The defendant points out that section 2.2(a) of the act requires notice to residents of the hearing on the motion for quick taking and makes it discretionary with respect to nonresidents; and that section 2.2(b) requires the court to determine whether the petitioner has authority to exercise the right of eminent domain "if the court has not previously, in the same proceeding," made such determination. It is contended that these provisions constitute unlawful discrimination and denial of due process and equal protection of the law. Without passing upon the question of whether due process requires notice of the hearing on the right to condemn, we again point out that the defendant is a resident, it had notice, and that question is not before the court.
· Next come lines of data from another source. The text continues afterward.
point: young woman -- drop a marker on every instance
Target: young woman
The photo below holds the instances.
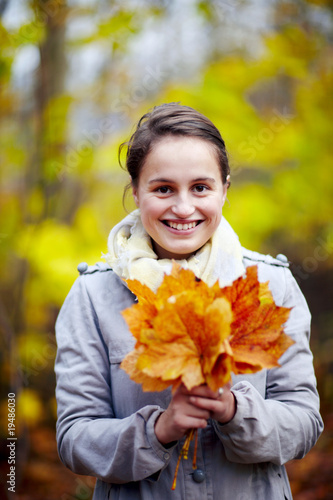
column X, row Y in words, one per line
column 129, row 439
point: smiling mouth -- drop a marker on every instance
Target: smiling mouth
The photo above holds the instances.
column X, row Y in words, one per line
column 181, row 227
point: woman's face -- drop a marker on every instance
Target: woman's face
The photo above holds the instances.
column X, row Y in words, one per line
column 180, row 195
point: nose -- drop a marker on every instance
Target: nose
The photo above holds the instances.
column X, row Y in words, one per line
column 183, row 206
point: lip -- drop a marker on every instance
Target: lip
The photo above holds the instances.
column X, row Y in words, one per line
column 187, row 226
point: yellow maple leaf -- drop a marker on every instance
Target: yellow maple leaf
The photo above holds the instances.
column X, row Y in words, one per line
column 190, row 333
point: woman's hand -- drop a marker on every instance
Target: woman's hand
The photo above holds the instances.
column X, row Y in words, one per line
column 191, row 410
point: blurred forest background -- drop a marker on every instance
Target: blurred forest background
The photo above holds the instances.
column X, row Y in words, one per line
column 75, row 76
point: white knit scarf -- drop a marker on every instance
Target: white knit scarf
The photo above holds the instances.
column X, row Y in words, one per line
column 131, row 255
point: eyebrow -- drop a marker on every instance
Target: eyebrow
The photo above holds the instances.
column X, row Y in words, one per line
column 169, row 181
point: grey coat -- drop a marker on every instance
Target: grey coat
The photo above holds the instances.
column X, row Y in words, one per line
column 106, row 422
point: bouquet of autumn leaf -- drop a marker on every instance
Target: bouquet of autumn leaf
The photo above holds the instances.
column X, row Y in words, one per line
column 190, row 333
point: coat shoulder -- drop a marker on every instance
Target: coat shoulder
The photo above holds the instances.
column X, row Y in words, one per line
column 84, row 268
column 250, row 257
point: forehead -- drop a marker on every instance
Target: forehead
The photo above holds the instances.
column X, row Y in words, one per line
column 181, row 153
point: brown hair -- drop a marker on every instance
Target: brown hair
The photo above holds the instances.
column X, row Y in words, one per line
column 171, row 119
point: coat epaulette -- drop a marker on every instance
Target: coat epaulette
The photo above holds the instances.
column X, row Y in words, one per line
column 83, row 268
column 280, row 260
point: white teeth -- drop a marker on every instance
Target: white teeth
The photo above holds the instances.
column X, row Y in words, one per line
column 181, row 227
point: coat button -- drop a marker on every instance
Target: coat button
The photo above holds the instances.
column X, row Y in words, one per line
column 198, row 476
column 282, row 257
column 82, row 267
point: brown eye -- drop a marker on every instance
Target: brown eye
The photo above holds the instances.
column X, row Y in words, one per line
column 200, row 188
column 163, row 189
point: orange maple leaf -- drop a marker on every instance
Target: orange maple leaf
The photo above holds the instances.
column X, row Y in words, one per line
column 190, row 333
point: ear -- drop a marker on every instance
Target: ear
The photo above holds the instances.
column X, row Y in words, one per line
column 225, row 189
column 135, row 194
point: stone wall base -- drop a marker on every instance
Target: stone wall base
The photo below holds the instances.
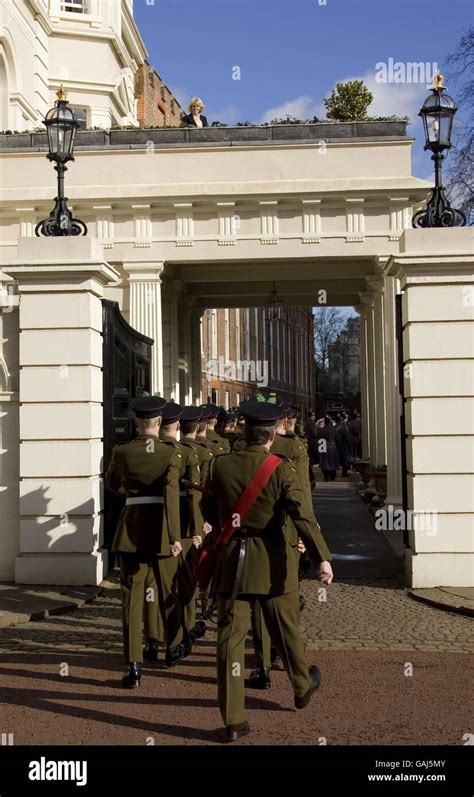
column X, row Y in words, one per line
column 439, row 569
column 62, row 569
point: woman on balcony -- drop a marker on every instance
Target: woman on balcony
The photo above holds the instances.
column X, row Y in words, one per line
column 195, row 118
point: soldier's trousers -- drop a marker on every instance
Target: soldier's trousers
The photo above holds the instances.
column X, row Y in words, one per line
column 260, row 636
column 134, row 577
column 153, row 622
column 281, row 615
column 186, row 584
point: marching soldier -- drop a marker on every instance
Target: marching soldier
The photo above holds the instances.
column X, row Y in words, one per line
column 219, row 443
column 186, row 418
column 206, row 453
column 258, row 561
column 146, row 472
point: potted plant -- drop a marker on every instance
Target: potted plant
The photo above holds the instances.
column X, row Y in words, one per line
column 379, row 478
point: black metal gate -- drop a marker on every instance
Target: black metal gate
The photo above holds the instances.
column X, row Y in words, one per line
column 126, row 374
column 401, row 387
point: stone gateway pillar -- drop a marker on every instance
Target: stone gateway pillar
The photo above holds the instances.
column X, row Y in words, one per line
column 436, row 271
column 60, row 283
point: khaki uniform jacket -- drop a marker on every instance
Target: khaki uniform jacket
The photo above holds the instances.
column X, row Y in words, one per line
column 146, row 467
column 190, row 503
column 206, row 454
column 269, row 567
column 220, row 444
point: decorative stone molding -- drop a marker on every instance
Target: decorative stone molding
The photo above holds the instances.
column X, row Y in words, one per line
column 269, row 222
column 311, row 218
column 143, row 226
column 105, row 225
column 228, row 222
column 27, row 222
column 355, row 220
column 184, row 223
column 400, row 216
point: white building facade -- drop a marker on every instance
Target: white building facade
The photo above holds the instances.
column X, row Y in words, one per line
column 188, row 219
column 92, row 46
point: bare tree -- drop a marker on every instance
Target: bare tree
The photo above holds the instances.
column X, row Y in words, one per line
column 460, row 165
column 329, row 321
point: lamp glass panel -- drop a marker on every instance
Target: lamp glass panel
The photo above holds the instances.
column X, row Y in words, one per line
column 432, row 128
column 446, row 123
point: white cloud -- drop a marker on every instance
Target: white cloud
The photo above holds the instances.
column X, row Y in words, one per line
column 390, row 99
column 299, row 108
column 395, row 99
column 228, row 115
column 182, row 95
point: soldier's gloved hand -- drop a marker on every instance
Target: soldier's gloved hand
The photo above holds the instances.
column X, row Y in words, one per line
column 325, row 573
column 176, row 548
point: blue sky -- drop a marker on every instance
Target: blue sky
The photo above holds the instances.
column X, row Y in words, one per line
column 292, row 52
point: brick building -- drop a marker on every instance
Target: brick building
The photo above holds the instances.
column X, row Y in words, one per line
column 245, row 352
column 156, row 105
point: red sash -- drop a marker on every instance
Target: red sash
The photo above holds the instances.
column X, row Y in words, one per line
column 207, row 562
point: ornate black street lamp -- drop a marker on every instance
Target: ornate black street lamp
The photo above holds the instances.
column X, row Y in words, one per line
column 438, row 113
column 61, row 126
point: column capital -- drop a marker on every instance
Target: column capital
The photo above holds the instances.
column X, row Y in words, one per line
column 173, row 286
column 375, row 283
column 368, row 299
column 144, row 272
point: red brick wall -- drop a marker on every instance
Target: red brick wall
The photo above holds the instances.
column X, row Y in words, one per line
column 156, row 105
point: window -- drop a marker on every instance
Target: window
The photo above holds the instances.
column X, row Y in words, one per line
column 246, row 334
column 80, row 115
column 214, row 334
column 270, row 347
column 256, row 332
column 74, row 6
column 237, row 335
column 226, row 336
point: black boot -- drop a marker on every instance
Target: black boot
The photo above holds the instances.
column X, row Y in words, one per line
column 199, row 629
column 260, row 678
column 173, row 655
column 151, row 649
column 275, row 658
column 132, row 678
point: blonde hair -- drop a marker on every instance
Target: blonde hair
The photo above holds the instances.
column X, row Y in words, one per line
column 196, row 101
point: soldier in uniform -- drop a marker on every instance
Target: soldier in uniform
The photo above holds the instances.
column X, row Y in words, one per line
column 206, row 453
column 190, row 508
column 146, row 472
column 269, row 573
column 220, row 445
column 288, row 447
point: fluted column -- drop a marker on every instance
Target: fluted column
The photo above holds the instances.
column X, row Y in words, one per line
column 146, row 312
column 170, row 299
column 196, row 364
column 369, row 301
column 364, row 383
column 185, row 309
column 392, row 395
column 377, row 285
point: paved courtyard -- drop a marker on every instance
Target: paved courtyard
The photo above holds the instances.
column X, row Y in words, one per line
column 394, row 671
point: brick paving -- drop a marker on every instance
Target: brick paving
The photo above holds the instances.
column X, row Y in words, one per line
column 367, row 696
The objection to the language of 2.2(b) of the act is based on the assumption that resident owners are foreclosed from raising questions of petitioner's authority to exercise the right of eminent domain and the like, if the court had previously passed upon such questions with respect to the owners of other parcels in the same proceeding. We interpret this to mean only the elimination of a second determination on behalf of the same owner. Such interpretation eliminates any possible constitutional objection on the point.

Fifteen States have constitutional provisions substantially equivalent to those of Illinois, very similar to the clause in the fifth amendment to the Federal constitution: "nor shall private property be taken for public use, without just compensation." All of those States have "due process" clauses in their constitutions. Each has a "quick taking" act similar to the one here under consideration, and all of such acts have been upheld. This amendatory act is attended by the strong presumption of constitutionality which attaches to every act of the General Assembly.

After careful consideration, we conclude that the Eminent Domain Act, as amended, has ample safeguards to assure the ascertainment and payment of just compensation, and is not violative of the defendant's constitutional rights.

The judgment of the superior court of Cook County is reversed, with directions to overrule the motion to strike the motion for immediate vesting of title and for further proceedings consistent herewith.

Reversed and remanded, with directions.